I became one of the subjects for an episode of True Life based on athletes dealing with rehabbing their injuries during my hospital stay. I was one of the three subjects the show focused on. True Life discovered my situation and asked to begin following me. The night I was injured, the news spread like wild fire. Word spread through teams at the tournament. True Life had discovered my story because the initial story of my accident made The Detroit News. The episode showed my time in the hospital and my journey home. It was an interesting experience. Having cameras on me and that much attention directed towards me was a little annoying and unnerving at times, but it was nice to share my story. My episode aired in the fall of 2009, and I received a lot of attention for the show, and plenty of people contacted me. The most support I have received though has been from the hockey community. The hockey community is truly just one big family. I am grateful for all the donations, letters, get well cards, and visits in the hospital I received from friends, family, teammates, coaches, and all of those who cared. My room became littered with letters and the coolest part was all the autographed jerseys I received from teams around the country, NHL and other. The hockey community has been so helpful and thanks to some new friends I was able to meet my favorite player, a few NHL teams and other players as well as experiencing the Olympics. From the night I was injured up until now, it has been scary, and extremely difficult and each day is a new test, but with the support of friends, family, and the hockey community I am determined to skate again one day.

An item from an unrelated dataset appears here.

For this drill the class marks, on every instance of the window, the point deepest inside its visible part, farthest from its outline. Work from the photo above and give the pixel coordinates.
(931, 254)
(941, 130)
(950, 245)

This experience, although taking away from me my strength, has helped me grow and become a stronger person. I believe that of anybody who would experience an injury such as this, I was the most capable to handle it because of previous experiences that have required me to grow up very early on. I have dealt with the roller coaster of emotions that has resulted from my injury and not being able to physically play hockey and do some of the little things we take for granted every day. This meant I had to be an adult and maintain my composure. What I have learned from this experience is to appreciate the little things, to really appreciate the things and people you love. I’ve learned that I always want to be involved in hockey. In fact I love this game even more because of the support I’ve had from my big extended family, the hockey community. I continue to stay involved through helping teach and encourage my brothers and assuming a student assistant role with the Miami University hockey team. This is a way of helping maintain my goal of making a career in hockey and keep my life on track. I know I’ll walk again one day, and when that day comes I’ll stand ten feet tall from this.